Now assume $\displaystyle a,b,c < 8 $

Consider $\displaystyle f(x)=\frac12\left(17-c+\sqrt{(17-c)^2-\frac{256}{c}}\right)-8 $ on the interval $\displaystyle [1,8) $ and use calculus to find that the minimum is $\displaystyle 0 $ which implies $\displaystyle a\geq8 $ and that gives us a contradiction. - May 4th 2010, 11:17 PMArczi1984
Thanks.

I've question about last statement.

Is the function $\displaystyle f(x)$ constant?

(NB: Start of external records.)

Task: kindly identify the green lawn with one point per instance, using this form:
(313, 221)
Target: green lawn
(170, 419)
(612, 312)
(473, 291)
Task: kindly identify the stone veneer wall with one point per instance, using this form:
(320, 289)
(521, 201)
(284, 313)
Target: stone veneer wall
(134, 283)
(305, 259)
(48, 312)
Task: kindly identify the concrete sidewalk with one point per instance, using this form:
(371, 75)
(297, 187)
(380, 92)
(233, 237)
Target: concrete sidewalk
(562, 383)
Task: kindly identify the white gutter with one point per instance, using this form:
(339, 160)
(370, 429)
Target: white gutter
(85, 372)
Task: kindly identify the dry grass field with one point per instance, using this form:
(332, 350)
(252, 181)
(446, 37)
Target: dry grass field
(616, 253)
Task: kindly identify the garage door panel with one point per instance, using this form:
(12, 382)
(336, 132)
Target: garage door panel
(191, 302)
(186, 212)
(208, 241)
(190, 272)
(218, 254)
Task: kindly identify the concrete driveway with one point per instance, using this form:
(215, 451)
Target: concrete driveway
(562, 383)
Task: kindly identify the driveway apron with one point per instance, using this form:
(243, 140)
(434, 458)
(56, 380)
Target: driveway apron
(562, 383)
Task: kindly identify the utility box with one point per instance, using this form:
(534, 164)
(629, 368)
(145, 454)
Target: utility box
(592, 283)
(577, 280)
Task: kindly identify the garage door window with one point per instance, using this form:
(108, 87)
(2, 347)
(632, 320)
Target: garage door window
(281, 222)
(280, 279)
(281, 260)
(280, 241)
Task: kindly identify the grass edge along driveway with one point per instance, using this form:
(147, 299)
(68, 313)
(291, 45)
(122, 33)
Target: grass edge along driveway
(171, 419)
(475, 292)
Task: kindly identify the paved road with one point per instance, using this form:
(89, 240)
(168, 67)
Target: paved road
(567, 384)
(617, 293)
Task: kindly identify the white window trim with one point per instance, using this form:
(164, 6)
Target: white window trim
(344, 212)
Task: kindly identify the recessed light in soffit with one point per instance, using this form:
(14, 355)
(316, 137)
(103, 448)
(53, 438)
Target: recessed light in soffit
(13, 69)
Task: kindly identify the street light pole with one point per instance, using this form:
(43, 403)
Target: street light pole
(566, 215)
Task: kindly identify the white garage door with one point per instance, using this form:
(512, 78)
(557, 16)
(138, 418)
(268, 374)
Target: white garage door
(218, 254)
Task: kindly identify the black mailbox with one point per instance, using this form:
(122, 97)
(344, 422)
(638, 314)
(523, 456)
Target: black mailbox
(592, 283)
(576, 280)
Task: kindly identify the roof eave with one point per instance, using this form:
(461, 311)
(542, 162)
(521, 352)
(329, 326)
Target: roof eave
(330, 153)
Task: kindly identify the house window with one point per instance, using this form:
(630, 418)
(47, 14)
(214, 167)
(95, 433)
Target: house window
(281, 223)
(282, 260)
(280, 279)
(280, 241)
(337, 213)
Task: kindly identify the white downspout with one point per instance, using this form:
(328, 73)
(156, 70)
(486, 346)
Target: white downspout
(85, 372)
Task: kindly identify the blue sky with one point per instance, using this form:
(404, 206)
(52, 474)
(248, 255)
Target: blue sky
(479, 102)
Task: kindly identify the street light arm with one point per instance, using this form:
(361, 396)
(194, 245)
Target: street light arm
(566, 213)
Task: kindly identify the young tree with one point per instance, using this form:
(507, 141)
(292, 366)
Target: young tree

On the right side is only 'c' - positive real number (there is no 'x').

And from where we know that $\displaystyle a\geq 8$? - May 5th 2010, 05:28 AMchiph588@
Whoops, it should be $\displaystyle f(x)=\frac12\left(17-x+\sqrt{(17-x)^2-\frac{256}{x}}\right)-8

$.

If the minimum of $\displaystyle f(x) $ is $\displaystyle 0 $, then that means for all $\displaystyle x\in[1,8),\;\;\frac12\left(17-x+\sqrt{(17-x)^2-\frac{256}{x}}\right)\geq8 $ which is a problem for us. - May 5th 2010, 05:31 AMArczi1984
Ok, now it is clear :) Once more thanks for help.